Olaya sert bakanlar da mevcut

intersectionality, bu progresif, meriç, postmodernist ya da sjw falan dediğimiz kesimin ellerine aldıkları çomaklarla oynayıp adına akademik çalışma demelerinin devam filmi olan bir saçmalıktır. ama bu sefer ciddi anlamda hata yaparak baltayı taşa vurmuşlar gibi görünüyor. neden mi? intersectionality'yi anlarsak gayet basit.

şimdi bu arkadaşlar için neydi, ezilen gruplar vardı bir de ayrıcalıklılar vardı, birey neydi siktir et! neomarksist değil miyiz, ne bireyi? group identity var.

azınlık>beyaz ve kadın>erkek şeklinde toplumsal ayrıcalık sınıflarını gayet güzel kafada oturtmuşlarken bir cin fikirli çıkıp "abi şimdi biz bunu böyle yaptık da ayrıcalık olarak azınlık erkek mi döver beyaz kadın mı?" diyince ortalık karışır tabii. bilim dünyası şokta. sonra işin içine cinsel yönelimi farklı olanları, engelliliği (bkz: ableism) ve akla gelecek her türlü duyarı ezilen grup olarak tanımlayınca içinde çıkılmaz bir hal almış olur.

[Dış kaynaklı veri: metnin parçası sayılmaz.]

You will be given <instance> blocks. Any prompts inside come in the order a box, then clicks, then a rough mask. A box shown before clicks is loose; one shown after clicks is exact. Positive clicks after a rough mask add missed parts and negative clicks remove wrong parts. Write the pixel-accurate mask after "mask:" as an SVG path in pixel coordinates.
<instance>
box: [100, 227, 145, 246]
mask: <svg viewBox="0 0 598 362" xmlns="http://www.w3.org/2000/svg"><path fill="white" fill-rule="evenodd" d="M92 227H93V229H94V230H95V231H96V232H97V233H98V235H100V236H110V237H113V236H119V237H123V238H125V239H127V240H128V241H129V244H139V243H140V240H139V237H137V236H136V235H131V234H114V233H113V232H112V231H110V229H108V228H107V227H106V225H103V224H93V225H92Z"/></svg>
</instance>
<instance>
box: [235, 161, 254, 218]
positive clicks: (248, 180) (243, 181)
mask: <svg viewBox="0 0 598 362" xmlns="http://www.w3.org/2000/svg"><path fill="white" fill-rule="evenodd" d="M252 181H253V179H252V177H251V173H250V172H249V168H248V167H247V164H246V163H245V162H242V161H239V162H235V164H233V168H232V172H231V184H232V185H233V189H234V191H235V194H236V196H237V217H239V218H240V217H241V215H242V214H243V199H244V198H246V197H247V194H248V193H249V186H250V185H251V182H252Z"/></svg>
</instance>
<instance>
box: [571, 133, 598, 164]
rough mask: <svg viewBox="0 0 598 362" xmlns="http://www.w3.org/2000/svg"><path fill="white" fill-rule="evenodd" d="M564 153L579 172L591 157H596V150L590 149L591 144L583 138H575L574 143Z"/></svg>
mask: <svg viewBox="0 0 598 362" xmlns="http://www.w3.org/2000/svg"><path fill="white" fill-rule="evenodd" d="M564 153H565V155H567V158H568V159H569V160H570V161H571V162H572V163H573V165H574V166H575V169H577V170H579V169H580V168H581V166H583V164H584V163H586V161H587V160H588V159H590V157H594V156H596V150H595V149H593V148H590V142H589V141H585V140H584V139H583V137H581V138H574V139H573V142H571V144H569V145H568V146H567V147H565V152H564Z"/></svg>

gender studies çalışanlar her yeni grup tanımladığında, mağduriyet puanlarına göre sıralanması gereken ayrıcalık gruplarının sayısının çok daha fazla artacağını düşünemediler. zira kesişimleri (intersect) de var. insanları, diyelim 4 duyara göre sıralarken bir 5. eklersem bunların 2'li, 3'lü 4'lü kombinasyonları... ohooo yandık. ve intersectionları nasıl sıralayacağız, esas sorun burada. bizim insan kaynakları afyonlu katolik gay taşfırın ustasını mı işe alsın yoksa çorumlu down sendromlu biseksüel yahudiyi mi? olay iyice tıkandı.

sonuç olarak neden baltayı taşa vurdular dedim, çünkü intersectionality'nin tıkanması kimlik siyasetinin sonunu getirecek. neden mi? çünkü intersectionality kimlik siyasetinin kendi doğal gelişimi içinde geldiği son noktadır. bundan kaçamazsınız. ama intersectionality'nin içinden çıkılmaz şekilde tıkanması kaçınılmaz. çünkü insanları sınıflandıracak sınıf sayısı sonsuz. bunların hepsini hesaba katıp en sonunda oturup bunların hepsini değerlendirdim diyelim, ne olur biliyor musun? tanımladığın her gruba 1 (bir) kişi düşer. yani olması gerektiği gibi bireysele geri dönmüş oluyorsun.

neyi anladık? gruplar üzerinden düşünmek dünyanın en gerzekçe şeyiymiş. bu durumda kimlikçilik saçmalığı kendi doğal gelişimi çerçevesinde kendi kendine yalan olmuş olacak. yani j. peterson'un dediği gibi: "the logical conclusion of intersectionality is individuality." (kesişimselliğin mantıksal sonucu bireyselliktir.)